NOTE: I have a machine with both an AMD Radeon Pro WX2100 and an nVidia Quadro P620. If I select the Quadro in vkcube, everything works fine in Xvnc. If I select the Radeon Pro, I get the same complaint about the lack of a DRI3 extension. There doesn't seem to be a way to force it to use software Vulkan. (I tried the aforementioned VK_ICD_FILENAMES trick, but for some reason, that doesn't work on my system. It just complains: "Cannot find a compatible Vulkan installable client driver (ICD).")

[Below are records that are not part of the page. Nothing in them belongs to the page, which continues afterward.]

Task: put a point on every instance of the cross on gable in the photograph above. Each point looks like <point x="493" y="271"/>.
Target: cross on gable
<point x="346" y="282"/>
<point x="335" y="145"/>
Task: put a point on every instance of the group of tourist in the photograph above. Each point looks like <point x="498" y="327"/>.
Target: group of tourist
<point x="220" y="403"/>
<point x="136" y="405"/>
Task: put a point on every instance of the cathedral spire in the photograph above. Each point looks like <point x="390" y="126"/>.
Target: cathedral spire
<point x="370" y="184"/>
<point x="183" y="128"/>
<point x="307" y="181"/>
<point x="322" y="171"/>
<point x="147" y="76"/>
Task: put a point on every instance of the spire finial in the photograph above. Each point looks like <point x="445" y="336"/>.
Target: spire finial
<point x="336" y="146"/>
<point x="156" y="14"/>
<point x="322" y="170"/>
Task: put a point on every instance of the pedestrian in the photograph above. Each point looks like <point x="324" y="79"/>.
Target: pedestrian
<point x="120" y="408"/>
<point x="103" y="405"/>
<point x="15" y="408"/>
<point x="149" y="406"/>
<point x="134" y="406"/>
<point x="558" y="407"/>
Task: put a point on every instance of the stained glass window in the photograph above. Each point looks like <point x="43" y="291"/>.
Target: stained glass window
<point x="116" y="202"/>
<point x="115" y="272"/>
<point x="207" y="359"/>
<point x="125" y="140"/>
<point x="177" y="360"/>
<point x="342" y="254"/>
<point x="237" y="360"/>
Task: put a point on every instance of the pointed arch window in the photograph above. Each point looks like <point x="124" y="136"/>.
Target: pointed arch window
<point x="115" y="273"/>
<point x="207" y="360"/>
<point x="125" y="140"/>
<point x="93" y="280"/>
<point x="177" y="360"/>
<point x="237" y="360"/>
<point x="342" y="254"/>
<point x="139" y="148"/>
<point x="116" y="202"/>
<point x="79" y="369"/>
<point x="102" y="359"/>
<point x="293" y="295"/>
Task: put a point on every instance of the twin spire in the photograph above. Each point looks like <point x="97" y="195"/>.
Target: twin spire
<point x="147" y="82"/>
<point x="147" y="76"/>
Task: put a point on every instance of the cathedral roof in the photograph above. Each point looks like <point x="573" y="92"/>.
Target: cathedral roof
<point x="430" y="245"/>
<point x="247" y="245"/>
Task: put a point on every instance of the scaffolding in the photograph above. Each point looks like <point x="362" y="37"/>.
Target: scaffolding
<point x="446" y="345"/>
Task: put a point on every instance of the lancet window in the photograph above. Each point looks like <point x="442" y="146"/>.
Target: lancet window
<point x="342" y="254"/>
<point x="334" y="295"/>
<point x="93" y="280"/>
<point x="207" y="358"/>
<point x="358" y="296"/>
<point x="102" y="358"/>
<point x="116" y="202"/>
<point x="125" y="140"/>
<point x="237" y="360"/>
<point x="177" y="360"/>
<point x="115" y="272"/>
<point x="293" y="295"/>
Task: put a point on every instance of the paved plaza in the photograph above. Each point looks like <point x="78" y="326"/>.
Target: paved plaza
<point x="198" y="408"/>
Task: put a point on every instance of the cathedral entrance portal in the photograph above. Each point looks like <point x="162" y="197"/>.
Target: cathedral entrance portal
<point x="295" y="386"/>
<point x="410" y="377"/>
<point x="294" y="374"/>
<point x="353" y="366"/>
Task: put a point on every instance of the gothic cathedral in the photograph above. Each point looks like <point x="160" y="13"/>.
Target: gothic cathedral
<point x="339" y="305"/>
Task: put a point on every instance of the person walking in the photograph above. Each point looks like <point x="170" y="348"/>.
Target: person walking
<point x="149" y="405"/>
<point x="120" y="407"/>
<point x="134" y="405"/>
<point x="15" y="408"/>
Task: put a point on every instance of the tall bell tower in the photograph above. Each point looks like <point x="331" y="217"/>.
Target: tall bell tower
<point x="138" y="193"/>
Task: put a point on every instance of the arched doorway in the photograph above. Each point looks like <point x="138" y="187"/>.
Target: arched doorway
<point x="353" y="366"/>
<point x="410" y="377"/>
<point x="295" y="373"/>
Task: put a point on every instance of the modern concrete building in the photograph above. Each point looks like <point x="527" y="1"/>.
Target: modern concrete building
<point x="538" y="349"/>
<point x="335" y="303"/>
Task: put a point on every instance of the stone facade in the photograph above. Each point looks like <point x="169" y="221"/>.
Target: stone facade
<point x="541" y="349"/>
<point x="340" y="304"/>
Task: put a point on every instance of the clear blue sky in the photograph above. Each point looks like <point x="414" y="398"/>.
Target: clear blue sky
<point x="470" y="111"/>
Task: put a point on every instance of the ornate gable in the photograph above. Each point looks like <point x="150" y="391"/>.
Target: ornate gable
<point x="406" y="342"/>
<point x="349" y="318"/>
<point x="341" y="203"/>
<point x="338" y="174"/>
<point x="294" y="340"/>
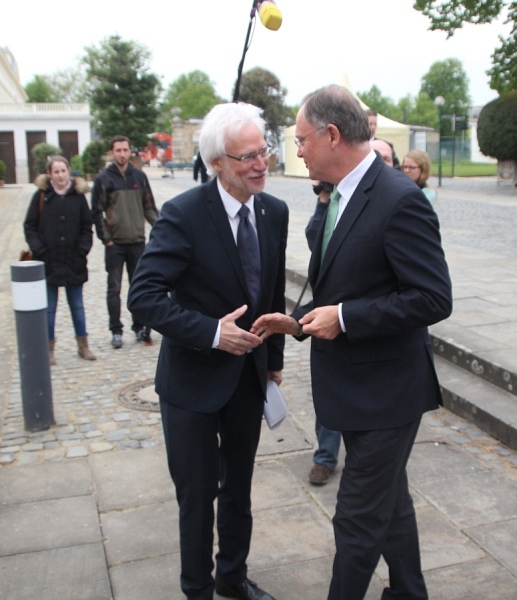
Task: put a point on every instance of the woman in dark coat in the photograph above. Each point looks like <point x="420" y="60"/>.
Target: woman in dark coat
<point x="58" y="229"/>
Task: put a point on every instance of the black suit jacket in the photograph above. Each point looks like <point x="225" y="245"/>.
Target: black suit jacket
<point x="189" y="277"/>
<point x="385" y="264"/>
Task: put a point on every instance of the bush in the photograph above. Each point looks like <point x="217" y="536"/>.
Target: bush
<point x="76" y="165"/>
<point x="41" y="153"/>
<point x="93" y="157"/>
<point x="497" y="128"/>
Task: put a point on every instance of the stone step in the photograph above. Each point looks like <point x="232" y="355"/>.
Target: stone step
<point x="472" y="387"/>
<point x="489" y="407"/>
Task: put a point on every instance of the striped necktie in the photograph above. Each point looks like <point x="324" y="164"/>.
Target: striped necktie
<point x="331" y="221"/>
<point x="247" y="245"/>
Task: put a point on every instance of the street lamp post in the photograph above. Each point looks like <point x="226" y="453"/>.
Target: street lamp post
<point x="439" y="101"/>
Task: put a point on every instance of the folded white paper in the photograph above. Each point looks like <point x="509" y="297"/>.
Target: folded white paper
<point x="275" y="409"/>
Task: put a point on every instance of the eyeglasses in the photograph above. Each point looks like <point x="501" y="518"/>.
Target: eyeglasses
<point x="299" y="141"/>
<point x="247" y="159"/>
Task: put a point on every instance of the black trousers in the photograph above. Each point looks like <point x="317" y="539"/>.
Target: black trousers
<point x="375" y="516"/>
<point x="115" y="257"/>
<point x="211" y="456"/>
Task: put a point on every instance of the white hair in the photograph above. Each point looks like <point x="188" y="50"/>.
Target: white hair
<point x="222" y="121"/>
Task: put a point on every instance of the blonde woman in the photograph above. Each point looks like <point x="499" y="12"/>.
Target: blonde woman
<point x="417" y="165"/>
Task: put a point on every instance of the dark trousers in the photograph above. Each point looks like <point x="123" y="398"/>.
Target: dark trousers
<point x="375" y="516"/>
<point x="116" y="256"/>
<point x="212" y="456"/>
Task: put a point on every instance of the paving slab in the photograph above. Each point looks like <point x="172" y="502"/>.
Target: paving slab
<point x="72" y="573"/>
<point x="472" y="499"/>
<point x="55" y="480"/>
<point x="143" y="532"/>
<point x="156" y="578"/>
<point x="48" y="524"/>
<point x="499" y="539"/>
<point x="482" y="579"/>
<point x="427" y="460"/>
<point x="131" y="478"/>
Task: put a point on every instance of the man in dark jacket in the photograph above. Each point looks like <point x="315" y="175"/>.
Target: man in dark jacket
<point x="122" y="201"/>
<point x="379" y="278"/>
<point x="215" y="261"/>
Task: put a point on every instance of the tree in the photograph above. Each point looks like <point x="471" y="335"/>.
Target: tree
<point x="41" y="153"/>
<point x="124" y="94"/>
<point x="39" y="89"/>
<point x="447" y="78"/>
<point x="93" y="157"/>
<point x="497" y="128"/>
<point x="262" y="88"/>
<point x="450" y="15"/>
<point x="194" y="93"/>
<point x="70" y="84"/>
<point x="420" y="110"/>
<point x="385" y="106"/>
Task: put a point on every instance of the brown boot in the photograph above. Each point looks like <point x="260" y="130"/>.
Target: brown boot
<point x="83" y="350"/>
<point x="51" y="345"/>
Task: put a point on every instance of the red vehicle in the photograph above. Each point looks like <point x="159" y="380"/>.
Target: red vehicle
<point x="159" y="148"/>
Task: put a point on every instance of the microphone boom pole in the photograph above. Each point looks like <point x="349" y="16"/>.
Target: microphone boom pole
<point x="246" y="46"/>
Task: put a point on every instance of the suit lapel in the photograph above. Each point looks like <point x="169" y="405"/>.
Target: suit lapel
<point x="262" y="233"/>
<point x="219" y="216"/>
<point x="353" y="209"/>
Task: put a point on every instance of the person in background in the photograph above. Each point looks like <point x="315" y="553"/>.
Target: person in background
<point x="384" y="149"/>
<point x="372" y="123"/>
<point x="215" y="262"/>
<point x="379" y="278"/>
<point x="58" y="229"/>
<point x="122" y="201"/>
<point x="417" y="165"/>
<point x="200" y="168"/>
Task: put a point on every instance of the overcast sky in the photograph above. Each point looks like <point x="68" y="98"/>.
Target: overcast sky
<point x="320" y="41"/>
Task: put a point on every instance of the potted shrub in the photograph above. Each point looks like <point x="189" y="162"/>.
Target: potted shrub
<point x="497" y="134"/>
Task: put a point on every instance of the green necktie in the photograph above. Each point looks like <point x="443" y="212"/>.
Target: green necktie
<point x="331" y="221"/>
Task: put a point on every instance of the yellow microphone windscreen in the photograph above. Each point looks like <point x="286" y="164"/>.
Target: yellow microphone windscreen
<point x="270" y="15"/>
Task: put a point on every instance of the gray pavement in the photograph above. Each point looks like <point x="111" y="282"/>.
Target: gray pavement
<point x="87" y="509"/>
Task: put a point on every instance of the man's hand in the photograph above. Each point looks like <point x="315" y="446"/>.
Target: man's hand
<point x="322" y="322"/>
<point x="275" y="376"/>
<point x="269" y="324"/>
<point x="233" y="339"/>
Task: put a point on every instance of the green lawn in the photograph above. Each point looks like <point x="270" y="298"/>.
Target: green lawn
<point x="464" y="169"/>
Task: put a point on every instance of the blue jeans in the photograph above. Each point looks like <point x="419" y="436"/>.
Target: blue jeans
<point x="116" y="256"/>
<point x="328" y="446"/>
<point x="74" y="296"/>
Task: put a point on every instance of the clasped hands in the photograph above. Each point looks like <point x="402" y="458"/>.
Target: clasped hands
<point x="321" y="322"/>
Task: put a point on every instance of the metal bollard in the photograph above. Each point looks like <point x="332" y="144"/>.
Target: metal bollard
<point x="29" y="293"/>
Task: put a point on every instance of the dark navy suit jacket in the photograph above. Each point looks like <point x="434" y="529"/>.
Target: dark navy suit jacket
<point x="385" y="264"/>
<point x="189" y="277"/>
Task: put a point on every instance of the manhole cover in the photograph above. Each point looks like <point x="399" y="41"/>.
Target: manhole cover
<point x="139" y="396"/>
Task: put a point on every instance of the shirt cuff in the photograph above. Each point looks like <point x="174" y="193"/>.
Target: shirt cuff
<point x="340" y="316"/>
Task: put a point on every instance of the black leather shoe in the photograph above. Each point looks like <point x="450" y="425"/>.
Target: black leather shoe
<point x="247" y="590"/>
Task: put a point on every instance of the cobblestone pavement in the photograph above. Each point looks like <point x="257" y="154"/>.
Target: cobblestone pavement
<point x="89" y="417"/>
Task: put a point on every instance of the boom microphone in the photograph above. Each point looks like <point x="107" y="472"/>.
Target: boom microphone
<point x="270" y="15"/>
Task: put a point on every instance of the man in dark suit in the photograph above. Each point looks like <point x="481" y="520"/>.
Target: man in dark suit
<point x="380" y="282"/>
<point x="194" y="285"/>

Referring to the links in https://github.com/TigerVNC/tigervnc/issues/1674#issuecomment-1886163986, DRI3 in Xvnc is not an easy problem to solve. Kasm's implementation is easy enough to port into TigerVNC or TurboVNC, and in fact, I have done so in an experimental branch of TurboVNC that I haven't pushed to GitHub. The problem, however, is that it creates Pixmaps in system memory and synchronizes them with their associated GPU buffers on a schedule (60 times/second), rather than as needed, so it has a lot of overhead and doesn't perform very well when compared to VirtualGL. I am also skeptical as to whether that approach is fully conformant. (It seems like a mixed 3D/X11 rendering workload might break it.) I spent some time trying to figure out how to reduce the overhead and/or synchronize the GPU buffers as needed but wasn't able to. I was able to use the Xvnc X11 hooks to determine when to synchronize the pixels from a GBM buffer object into the corresponding DRI3-managed Pixmap, but those hooks were insufficient to determine when to synchronize the pixels from the Pixmap back into the corresponding BO. The BO is apparently read outside of X11, in the 3D driver, so it would probably be necessary to hook into the various 3D rendering APIs in order to perform that synchronization on an as-needed basis. At that point, the solution would look a lot like VirtualGL.

That effort led me to question why we couldn't just create the Xvnc framebuffer in GPU memory (tl;dr: you can't without an Xorg driver and the other infrastructure associated with a full-blown non-virtual X server), and answering that question led me down the same rabbit hole of questioning whether a Wayland VNC server would be a simpler solution to all of the above. The DRI3 feature would also be useless for nVidia GPU users, so if I did implement it, I would both have to apologize for it as well as disable it by default. It seems like the only purpose for it (that isn't already covered by VirtualGL) would be to get GPU-accelerated Vulkan in Xvnc with non-nVidia GPUs.

dcommander commented 6 months ago

I went ahead and cleaned up my experimental port of Kasm's DRI3 feature and pushed it into the dev branch of TurboVNC. It is in the 3.2 Evolving pre-release build if anyone wants to play with it. (You enable it by passing -drinode /dev/dri/renderDXXX to /opt/TurboVNC/bin/vncserver.) It definitely does allow GPU acceleration with Vulkan if you are using Mesa-based drivers, including AMDGPU. However, VirtualGL is still generally faster and has a better feature set for OpenGL applications, particularly professional applications.

DocMAX commented 3 months ago

Getting a compile error just about the new DRI3...: grafik

Strange, searching "repo:TurboVNC/turbovnc xvnc_dri3_sync_pixmaps_to_bos" in GitHub returns no results!?

CendioOssman commented 3 months ago

Issues compiling TurboVNC are probably best discussed in the TurboVNC forums.